Navigating the path to UK hydrogen power with standards
Hydrogen is a low-carbon, clean fuel. When burnt, water is the main output, with no carbon dioxide and less nitrogen oxides (NOx) compared to natural gas. In fuel cells, hydrogen recombines with oxygen without creating any pollutants.
“Heavy” hydrogen is the fuel for fusion reactors, another clean, low-carbon energy source under development. All these uses for hydrogen will help to achieve a zero-carbon future.
To push innovation in hydrogen, the UK Government has a target of 5GW of clean hydrogen energy production by 2030. This could create 9,000 UK jobs, unlock £4bn of investment, and inform an even more ambitious hydrogen roll-out to 2050.
However, hydrogen does not exist freely and must be released from something else – usually the electrolysis of water or the cracking of natural gas in conjunction with CO2 capture and storage.
In addition, hydrogen’s properties are notably different from natural gases and the equipment used in every stage of its generation, distribution, storage and use has to be carefully considered.
Standards underpin infrastructure
From production to end-use, the development and updating of standards must be coordinated to underpin hydrogen production pathways and infrastructure. These standards will underpin safe production, containment and transportation practices, and then end-use in applications from heating to road transport to flight to maritime and enable the further development of hydrogen technology and innovation.
A recent BSI hydrogen workshop brought together more than 100 participants actively involved in hydrogen standardisation.

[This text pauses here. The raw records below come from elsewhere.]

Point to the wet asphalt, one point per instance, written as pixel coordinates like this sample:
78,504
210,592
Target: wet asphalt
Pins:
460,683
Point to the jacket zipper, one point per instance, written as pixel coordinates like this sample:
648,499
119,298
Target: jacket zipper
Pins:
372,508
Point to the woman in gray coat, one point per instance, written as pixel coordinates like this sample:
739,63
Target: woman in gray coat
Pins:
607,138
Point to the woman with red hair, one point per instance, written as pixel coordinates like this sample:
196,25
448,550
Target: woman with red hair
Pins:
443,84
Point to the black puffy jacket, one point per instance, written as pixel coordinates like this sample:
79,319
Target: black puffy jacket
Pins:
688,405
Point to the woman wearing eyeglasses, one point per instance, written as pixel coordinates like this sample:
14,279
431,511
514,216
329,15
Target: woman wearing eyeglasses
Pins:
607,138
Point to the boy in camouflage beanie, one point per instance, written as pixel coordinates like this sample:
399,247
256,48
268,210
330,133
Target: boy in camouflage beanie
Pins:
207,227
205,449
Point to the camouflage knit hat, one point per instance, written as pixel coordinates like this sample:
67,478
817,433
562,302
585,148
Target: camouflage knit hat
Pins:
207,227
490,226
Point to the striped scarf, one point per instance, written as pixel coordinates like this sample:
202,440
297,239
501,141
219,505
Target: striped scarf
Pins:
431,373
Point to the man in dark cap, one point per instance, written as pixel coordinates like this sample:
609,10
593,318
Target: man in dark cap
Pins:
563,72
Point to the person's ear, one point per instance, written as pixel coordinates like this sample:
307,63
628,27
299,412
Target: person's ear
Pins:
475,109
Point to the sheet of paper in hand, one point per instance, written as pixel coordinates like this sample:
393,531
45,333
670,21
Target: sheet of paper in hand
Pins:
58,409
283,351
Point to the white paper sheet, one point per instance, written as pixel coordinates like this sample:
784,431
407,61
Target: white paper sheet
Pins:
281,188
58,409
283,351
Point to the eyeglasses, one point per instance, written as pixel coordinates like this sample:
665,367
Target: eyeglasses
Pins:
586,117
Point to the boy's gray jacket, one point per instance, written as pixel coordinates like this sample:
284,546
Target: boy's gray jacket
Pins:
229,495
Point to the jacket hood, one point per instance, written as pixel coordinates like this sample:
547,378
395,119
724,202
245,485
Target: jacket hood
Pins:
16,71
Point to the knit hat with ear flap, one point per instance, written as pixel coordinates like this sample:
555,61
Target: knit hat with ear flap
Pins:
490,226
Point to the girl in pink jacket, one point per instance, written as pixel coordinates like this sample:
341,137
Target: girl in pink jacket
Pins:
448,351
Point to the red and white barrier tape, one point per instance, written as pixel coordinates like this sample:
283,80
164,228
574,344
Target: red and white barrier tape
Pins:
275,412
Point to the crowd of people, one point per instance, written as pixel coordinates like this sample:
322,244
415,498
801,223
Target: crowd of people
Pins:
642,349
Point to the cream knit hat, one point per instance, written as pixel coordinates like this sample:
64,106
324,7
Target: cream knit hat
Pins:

They discussed the UK hydrogen strategy and roadmap to 2030 and how BSI, as the National Standards Body, can best support the UK’s hydrogen ambitions.
They concluded that there is a need for better alignment between the different technical committees and other groups involved in hydrogen standardisation.
Better alignment represents a significant opportunity to disseminate newly acquired hydrogen knowledge and experience, and coordinate standardisation efforts. This will accelerate both UK and global efforts to achieve flexible, low carbon energy and a zero carbon future.
The hydrogen opportunity
BSI already works with government and industry through the Hydrogen Advisory Council, the Hydrogen Heating Programme Technical Advisory Group (TAG), the ENA’s Gas Goes Green, and many other related bodies and forums.
BSI also leads on several innovative standardization projects relating to hydrogen. For example, the Department for Business, Energy and Industrial Strategy (BEIS) Hy4Heat programme, where BSI published PAS 4444, Hydrogen-fired gas appliances -Guide in support of Hy4Heat’s work package 3[i].
This publication is just one example of the many disparate elements that need to be catalogued and linked in order to develop comprehensive standards for hydrogen as an energy source.
BSI is now working to establish GSE/5, the proposed Hydrogen co-ordination committee, in the first quarter of 2022 to accelerate this work and help prepare sector-specific workshops over the coming year.
BSI is keen to take this opportunity to increase diversity on standards development and technical committees, and introduce new perspectives and thinking, further accelerating innovation.